Hindi ako marunong ng Linux. = I don't know Linux.
Marunong ako ng Kastila. = I know Spanish.

Note: _*Ng*_ is the preposition (usually _of_), _*nang *_is the adverb when.

Kumain siya ng saging. = He/she ate a banana.
Nadapa siya gawa ng bato. = He/she tripped because of the rock.
Nagising ako nang umiyak ang bata. = I woke up when the kid cried.

_*Marunong sa*_ would translate as _knowledgeable in_.

Marunong siya sa agham. = He/she is knowledgeable in science.

Most usage of _*marunong*_ is followed by the *mag-/-um *form of the verb.

Marunong akong magluto. = I know how to cook.
Hindi siya marunong umintindi. = She doesn't know how to comprehend.

With magaling, it is used with sa or the mag-/-um form of the verb, sentence 4 is correct.

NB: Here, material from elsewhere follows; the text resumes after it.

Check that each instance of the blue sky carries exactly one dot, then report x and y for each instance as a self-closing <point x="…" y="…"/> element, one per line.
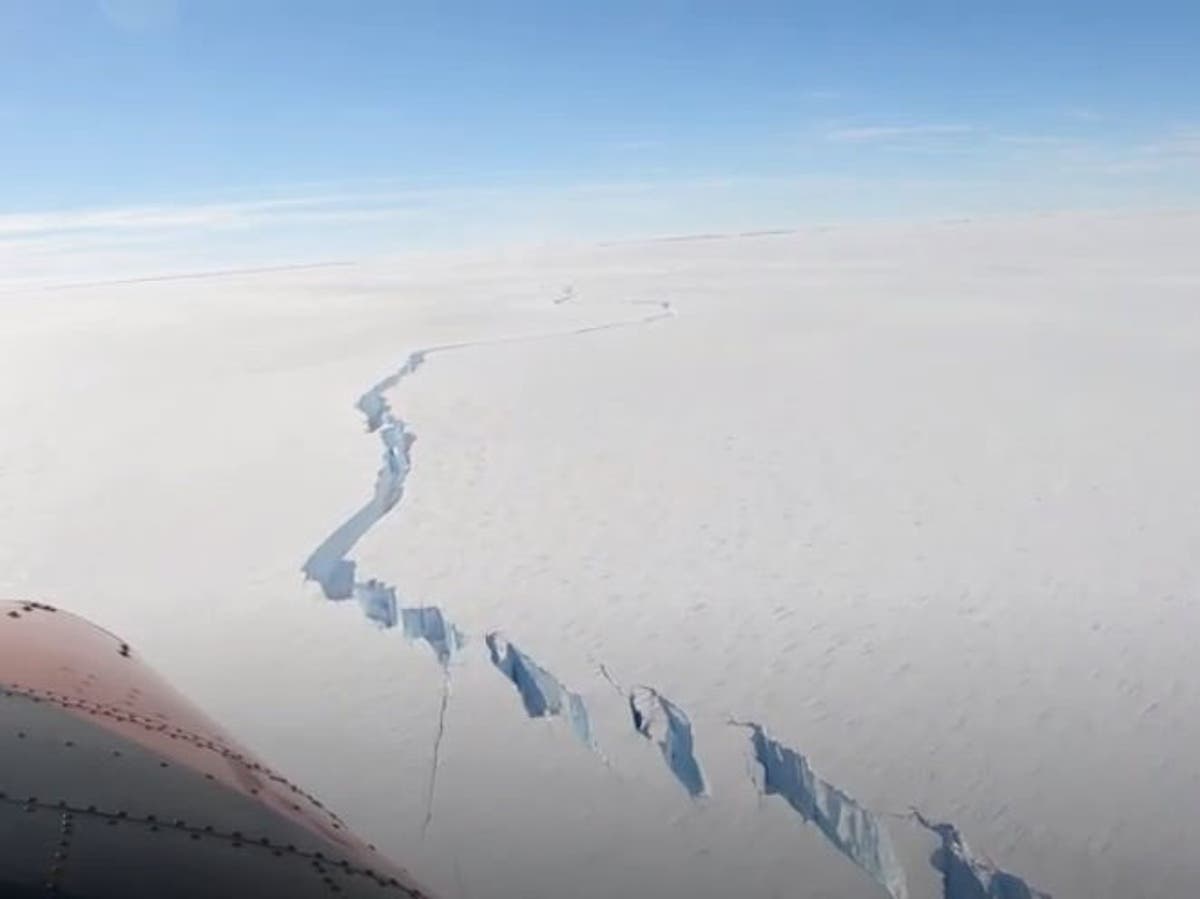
<point x="274" y="124"/>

Magaling kumanta ang kapatid ko. = My sister sings well.
Ako ay magaling magluto. = I am good at cooking.


----------



## Qcumber

moonshine said:


> _*Marunong ng*_ would translate as _knows <something>_, the usage of your first sentence is correct.
> Hindi ako marunong ng Linux. = I don't know Linux.
> Marunong ako ng Kastila. = I know Spanish.
> _*Marunong sa*_ would translate as _knowledgeable in_.
> Marunong siya sa agham. = He/she is knowledgeable in science.
> Magaling kumanta ang kapatid ko. = My sister sings well.
> Ako ay magaling magluto. = I am good at cooking.


No, you are quite clear, Moonshine  . So, as I understand it, *marúnong ng* is the default construction while *marúnong sa* seems to be derived from it and insist on the field of knowledge.
If my conclusion is correct, (1) should be preferred to (2).
1) Marúnong siyá sa Kastílà, hindî sa Italyáno.
2) Marúnong siyá ng Kastílà, hindî ng Italyáno.

Maráming salámat pô.


----------



## Qcumber

moonshine said:


> Note: _*Ng*_ is the preposition (usually _of_), _*nang *_is the adverb when.
> Kumain siya ng saging. = He/she ate a banana.
> Nadapa siya gawa ng bato. = He/she tripped because of the rock.
> Nagising ako nang umiyak ang bata. = I woke up when the kid cried.


Yes, I know, Moonshine,  but I always write <ng [nang]> to recall the pronunciation. Don't forget some non-Tagalog readers will be misled by the abbreviation *ng* [naÎ]  for *nang* when it introduces a nominal phrase. Some even believe it is pronounced [Î] !
Whatever, this abbreviation was only adopted in official spelling in the course of the 20th century. Earlier texts never have it.


----------



## moonshine

Ahh I see...well I had to put in that note as even Filipinos get confused with the usage of ng and nang. If it were interchangeable, then it's all good but it isn't so I had to clear it up


----------



## Qcumber

moonshine said:


> Ahh I see...well I had to put in that note as even Filipinos get confused with the usage of ng and nang. If it were interchangeable, then it's all good but it isn't so I had to clear it up


The ng Vs nang contrast is artificial, and hides a very important feature of Tagalog, to wit every argument of the verb that is not in focus is, by default, introduced by nang.
Conversely, under the spelling nang, the same system confuses ná + na (linker) and nang proper, e.g. 
Huwag mo *nang* ulitin! = Don't repeat it.
That means:
Huwág mó* ná-ng* ulítin.


----------